Beaneater provides a really nice API for consuming jobs in 2 ways. The first is manually stepping through the process of reserving a job, working on it, then deleting if it completes correctly or burying if an exception is raised. It looks something like this:
beanstalkd.tubes.watch!('my-tube')
loop do
job = beanstalk.tubes.reserve
begin
# ... process the job
job.delete
rescue Exception => e
job.bury
end
end
A couple of things here worth mentioning. Yes, I’m using an infinite loop and the reserve
method on the tube will actually sit and wait for a job to be “Ready”, reserve it, and continue.

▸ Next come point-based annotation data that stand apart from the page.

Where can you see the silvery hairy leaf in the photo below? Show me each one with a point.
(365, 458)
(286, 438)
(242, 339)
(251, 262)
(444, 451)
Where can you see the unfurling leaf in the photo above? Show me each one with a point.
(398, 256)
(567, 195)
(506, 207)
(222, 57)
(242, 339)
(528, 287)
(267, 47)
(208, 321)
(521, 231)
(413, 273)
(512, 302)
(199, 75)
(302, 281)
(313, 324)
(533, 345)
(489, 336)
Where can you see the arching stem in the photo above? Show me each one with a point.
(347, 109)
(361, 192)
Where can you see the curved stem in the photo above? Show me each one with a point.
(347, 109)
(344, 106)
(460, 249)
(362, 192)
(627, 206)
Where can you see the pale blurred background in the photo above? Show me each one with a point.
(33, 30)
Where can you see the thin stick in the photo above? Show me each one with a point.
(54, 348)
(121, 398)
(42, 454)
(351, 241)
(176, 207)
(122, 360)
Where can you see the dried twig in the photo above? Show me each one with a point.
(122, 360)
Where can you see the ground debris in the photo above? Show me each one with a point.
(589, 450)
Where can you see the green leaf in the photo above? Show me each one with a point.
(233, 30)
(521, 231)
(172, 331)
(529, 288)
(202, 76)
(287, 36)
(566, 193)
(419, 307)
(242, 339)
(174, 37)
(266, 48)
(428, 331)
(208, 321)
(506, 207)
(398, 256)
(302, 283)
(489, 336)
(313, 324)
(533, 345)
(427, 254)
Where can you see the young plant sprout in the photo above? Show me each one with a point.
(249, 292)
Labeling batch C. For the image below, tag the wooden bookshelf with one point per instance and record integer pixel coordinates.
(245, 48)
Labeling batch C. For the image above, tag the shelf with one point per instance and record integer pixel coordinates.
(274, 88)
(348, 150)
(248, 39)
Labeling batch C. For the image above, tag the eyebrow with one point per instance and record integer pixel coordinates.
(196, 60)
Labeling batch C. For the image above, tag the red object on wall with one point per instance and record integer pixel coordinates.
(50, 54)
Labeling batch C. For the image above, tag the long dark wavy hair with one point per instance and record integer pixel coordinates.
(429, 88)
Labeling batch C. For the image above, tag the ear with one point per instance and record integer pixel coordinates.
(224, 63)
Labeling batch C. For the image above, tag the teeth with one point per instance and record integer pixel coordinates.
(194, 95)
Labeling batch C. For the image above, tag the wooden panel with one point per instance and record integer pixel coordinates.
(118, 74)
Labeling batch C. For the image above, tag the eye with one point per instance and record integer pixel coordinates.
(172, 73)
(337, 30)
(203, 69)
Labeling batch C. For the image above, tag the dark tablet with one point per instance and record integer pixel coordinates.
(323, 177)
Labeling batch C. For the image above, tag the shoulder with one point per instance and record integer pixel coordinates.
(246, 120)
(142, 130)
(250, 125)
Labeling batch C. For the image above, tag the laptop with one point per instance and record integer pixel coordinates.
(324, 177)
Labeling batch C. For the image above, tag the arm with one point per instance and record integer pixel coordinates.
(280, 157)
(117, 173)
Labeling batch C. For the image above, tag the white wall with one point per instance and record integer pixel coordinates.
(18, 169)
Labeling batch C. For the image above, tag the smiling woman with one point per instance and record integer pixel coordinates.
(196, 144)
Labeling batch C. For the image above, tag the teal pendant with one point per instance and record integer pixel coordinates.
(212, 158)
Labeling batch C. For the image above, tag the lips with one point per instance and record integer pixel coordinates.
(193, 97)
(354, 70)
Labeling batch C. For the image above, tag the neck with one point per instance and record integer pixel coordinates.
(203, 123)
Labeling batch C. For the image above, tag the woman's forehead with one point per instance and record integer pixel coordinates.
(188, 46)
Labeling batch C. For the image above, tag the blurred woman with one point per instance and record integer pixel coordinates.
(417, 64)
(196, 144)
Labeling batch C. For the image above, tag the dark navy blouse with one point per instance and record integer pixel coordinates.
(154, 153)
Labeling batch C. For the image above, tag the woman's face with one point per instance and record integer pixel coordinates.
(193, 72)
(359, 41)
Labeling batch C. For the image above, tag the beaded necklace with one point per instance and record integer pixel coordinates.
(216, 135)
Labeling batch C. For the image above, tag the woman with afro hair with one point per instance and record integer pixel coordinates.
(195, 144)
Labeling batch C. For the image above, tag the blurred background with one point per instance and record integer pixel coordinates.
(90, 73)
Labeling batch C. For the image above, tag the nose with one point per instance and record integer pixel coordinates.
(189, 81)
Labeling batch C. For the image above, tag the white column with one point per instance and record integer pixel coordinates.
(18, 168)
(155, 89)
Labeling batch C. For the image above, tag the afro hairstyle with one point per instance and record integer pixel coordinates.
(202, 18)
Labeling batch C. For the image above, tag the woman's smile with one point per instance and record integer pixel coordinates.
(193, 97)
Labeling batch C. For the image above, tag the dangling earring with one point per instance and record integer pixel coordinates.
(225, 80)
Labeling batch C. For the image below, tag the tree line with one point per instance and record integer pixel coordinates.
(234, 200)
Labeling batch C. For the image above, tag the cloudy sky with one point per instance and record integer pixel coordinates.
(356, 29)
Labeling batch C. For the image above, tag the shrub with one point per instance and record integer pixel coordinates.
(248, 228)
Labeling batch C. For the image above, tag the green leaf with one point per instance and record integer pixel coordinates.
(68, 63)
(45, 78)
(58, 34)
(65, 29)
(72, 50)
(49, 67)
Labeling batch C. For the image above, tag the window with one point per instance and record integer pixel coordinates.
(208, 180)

Beaneater provides a better interface for long running tasks and the above can simply be condensed into:
beanstalkd.jobs.register('my-tube') do |job|
# ... process the job
end
beanstalkd.jobs.process!
This method wraps the behaviour (albeit in a much better way) of the previous example, reserving, processing, then deleting or burying based on the outcome.
No Magic Beans
The beauty of Beanstalkd is its absolute simplicity. There is really not much more I would be willing to dive into as an introduction. In terms of getting things running quickly, it is no more complicated than any of the background worker solutions discussed earlier.
It does make sense to be pragmatic in your adoption of MQs, to be honest. Resque, Sidekiq etc. all have their place and work very well, but Beanstalkd addresses a few more problems, namely, interfacing between services which may or may not be written in Ruby (.NET clients for Beanstalkd are available).
In fact, the entire thing is completely language agnostic. The neckbeard way of communicating with beanstalkd is via it’s own protocol over TCP. The Beaneater gem, as you will probably know, abstracts all that protocal stuff into a well packaged API for us. It is safe to say I’ll be leaning on Beaneater gem when using Beanstalkd for some time to come.
If I had any advice on designing/composing tube consumers, stick to the Single Responsibility Principle (SRP) as much as possible. There will come a time when you will have to kick a buried job. If that job writes to a database AND sends an email, what happens when the sending of the email blows up? Replaying said message will result in a duplicate database entry. By splitting the processing of the job into the smallest responsibilities that are reasonable, the less you have to worry about performing duplicate actions.
I really urge you too look to Beanstalkd as your application architecture grows. In personal experience, I have found it simple to get running, straightforward to manage and maintain, and the ruby client via Beaneater is one of the better interfaces I have used.